Gene expression studies have recently begun to involve analysis at the single cell level. The ability to query gene expression variations in an individual cell will allow for co-expression pattern determination in which correlation between genes can be attributed to shared regulatory elements within each cell rather than as a response to varying biological conditions in the bulk cell population. Inherent in this analysis is the ability to separate the effects that cell cycle has on the variability in expression of a particular gene. In a recent study published in PLOS Computational Biology, Dr. Raphael Gottardo (Vaccine and Infectious Disease Division) and collaborators have developed a new modeling framework to better analyze data of single cell gene expression.

Another aspect of single cell gene expression analysis that is difficult to correctly compensate for in data modeling approaches is the bi-modality of individual gene expression. That is to say, the expression of an otherwise abundant gene will be either strongly positive or undetectable within an individual cell. In other words, averaging expression data among a cell population eliminates information about cell-to-cell variability. This characteristic is not easily dealt with by typical analytical tools such as linear modeling. Therefore, the researchers developed a novel computational framework by utilizing a modeling approach called the Hurdle model to better incorporate this characteristic of the data into the analysis.

"There has been a flurry of activity in efforts to model single cell RNA sequencing data," explains Andrew McDavid, a graduate student in the Gottardo Lab and the first author of the study. "The Hurdle model, like most models, has two components: the rate and strength of expression in high-expressing cells. So it appears that Hurdle models or Hurdle-like models are going to be an important part of understanding single cell gene expression."

In their analysis of the influence of cell cycle on gene expression in single cells, the researchers utilized the Hurdle model to derive better estimates of the percentage of gene expression variation that is attributable to the phase of the cell cycle. They found that for the median gene in their data set, cell cycle explains only 5%–18% of the variability, a smaller percentage than was previously thought. This implies that in attempting to analyze the single cell transcriptome, differences in cell cycle phase will not be a major confounding factor.
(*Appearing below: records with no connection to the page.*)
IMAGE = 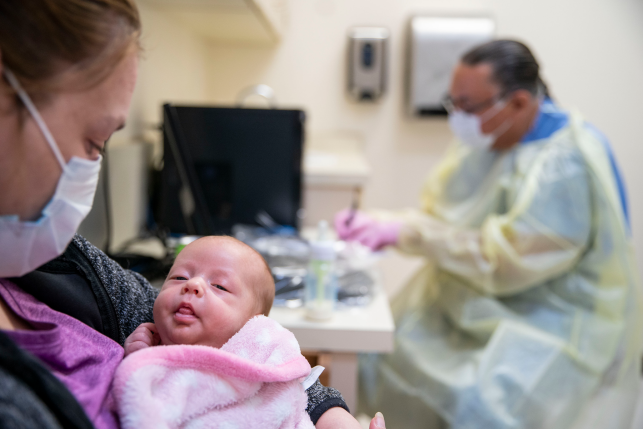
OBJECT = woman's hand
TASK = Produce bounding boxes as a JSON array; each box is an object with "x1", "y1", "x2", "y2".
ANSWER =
[
  {"x1": 125, "y1": 323, "x2": 161, "y2": 356},
  {"x1": 315, "y1": 407, "x2": 386, "y2": 429}
]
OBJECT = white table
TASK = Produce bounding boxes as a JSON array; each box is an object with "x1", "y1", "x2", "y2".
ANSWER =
[{"x1": 270, "y1": 291, "x2": 395, "y2": 412}]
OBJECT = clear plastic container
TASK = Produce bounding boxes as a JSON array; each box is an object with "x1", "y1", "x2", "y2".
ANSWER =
[{"x1": 306, "y1": 221, "x2": 337, "y2": 321}]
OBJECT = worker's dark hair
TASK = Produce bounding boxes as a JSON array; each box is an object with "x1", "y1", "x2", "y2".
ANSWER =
[{"x1": 461, "y1": 40, "x2": 549, "y2": 97}]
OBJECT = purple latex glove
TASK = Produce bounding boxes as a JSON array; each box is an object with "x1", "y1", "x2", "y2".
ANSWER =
[{"x1": 335, "y1": 209, "x2": 402, "y2": 250}]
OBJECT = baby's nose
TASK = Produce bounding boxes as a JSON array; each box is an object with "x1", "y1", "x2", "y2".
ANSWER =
[{"x1": 181, "y1": 277, "x2": 204, "y2": 297}]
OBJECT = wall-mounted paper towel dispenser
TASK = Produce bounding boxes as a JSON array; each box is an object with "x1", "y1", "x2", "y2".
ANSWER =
[{"x1": 407, "y1": 16, "x2": 495, "y2": 116}]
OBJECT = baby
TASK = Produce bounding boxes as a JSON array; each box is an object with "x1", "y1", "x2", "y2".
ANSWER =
[{"x1": 113, "y1": 237, "x2": 320, "y2": 428}]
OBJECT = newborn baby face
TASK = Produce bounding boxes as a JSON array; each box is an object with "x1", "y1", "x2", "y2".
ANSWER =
[{"x1": 154, "y1": 237, "x2": 261, "y2": 348}]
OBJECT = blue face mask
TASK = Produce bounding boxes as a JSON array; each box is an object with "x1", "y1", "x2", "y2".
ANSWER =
[
  {"x1": 449, "y1": 100, "x2": 512, "y2": 149},
  {"x1": 0, "y1": 68, "x2": 101, "y2": 278}
]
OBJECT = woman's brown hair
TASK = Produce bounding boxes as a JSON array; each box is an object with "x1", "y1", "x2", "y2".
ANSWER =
[{"x1": 0, "y1": 0, "x2": 141, "y2": 92}]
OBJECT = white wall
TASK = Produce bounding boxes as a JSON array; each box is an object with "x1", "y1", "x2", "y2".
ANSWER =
[
  {"x1": 116, "y1": 0, "x2": 643, "y2": 290},
  {"x1": 109, "y1": 2, "x2": 208, "y2": 250},
  {"x1": 200, "y1": 0, "x2": 643, "y2": 289}
]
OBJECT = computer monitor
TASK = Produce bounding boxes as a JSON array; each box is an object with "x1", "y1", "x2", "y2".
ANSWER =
[{"x1": 156, "y1": 104, "x2": 305, "y2": 235}]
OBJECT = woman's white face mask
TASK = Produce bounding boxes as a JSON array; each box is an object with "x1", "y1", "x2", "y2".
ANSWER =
[
  {"x1": 449, "y1": 100, "x2": 512, "y2": 150},
  {"x1": 0, "y1": 68, "x2": 101, "y2": 278}
]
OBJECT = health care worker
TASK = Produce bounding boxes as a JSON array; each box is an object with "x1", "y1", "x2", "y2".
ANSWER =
[
  {"x1": 335, "y1": 40, "x2": 643, "y2": 429},
  {"x1": 0, "y1": 0, "x2": 384, "y2": 429}
]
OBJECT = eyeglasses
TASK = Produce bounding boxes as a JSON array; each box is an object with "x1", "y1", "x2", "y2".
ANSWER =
[{"x1": 442, "y1": 93, "x2": 507, "y2": 114}]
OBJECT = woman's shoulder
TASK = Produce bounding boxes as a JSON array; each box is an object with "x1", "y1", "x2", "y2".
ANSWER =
[{"x1": 66, "y1": 234, "x2": 158, "y2": 344}]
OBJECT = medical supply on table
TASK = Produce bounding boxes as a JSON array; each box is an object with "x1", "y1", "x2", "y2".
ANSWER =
[
  {"x1": 233, "y1": 221, "x2": 379, "y2": 309},
  {"x1": 0, "y1": 68, "x2": 101, "y2": 277},
  {"x1": 306, "y1": 220, "x2": 337, "y2": 321}
]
"Future work needs to address the fact that the models largely have been phenomenological, which is to say the model attempts to capture features of the biology, without necessarily offering a mechanism to explain why these features appear," explained McDavid, "For example, the bimodality could be an irreducible technical artifact of aspects of the assay, or biological, or both." In order to address such questions, "careful experiments are going to be necessary to determine how much of the bimodality is technical versus biological," he explained, and this in turn, "will allow development of more mechanistic models of single cell gene expression."

This allows the results of their study to contribute to the improving of the methodologies involved in such studies. "Our finding of the 5%–18% of the variability being attributable to cell cycle should be seen in this light as well," he said, "It's a ratio of biological variability to everything that is left over after removing all the technical variability that we could measure.  If future technologies can measure single cell gene expression with less technical variability, or we can ascribe more of the residual variability to technical causes, then this estimate can be revised upwards."

McDavid A, Dennis L, Danaher P, Finak G, Krouse M, Wang A, Webster P, Beechem J, Gottardo R. 2014. Modeling Bi-modality Improves Characterization of Cell Cycle on Gene Expression in Single Cells. PLoS Comput Biol. 10(7):e1003696.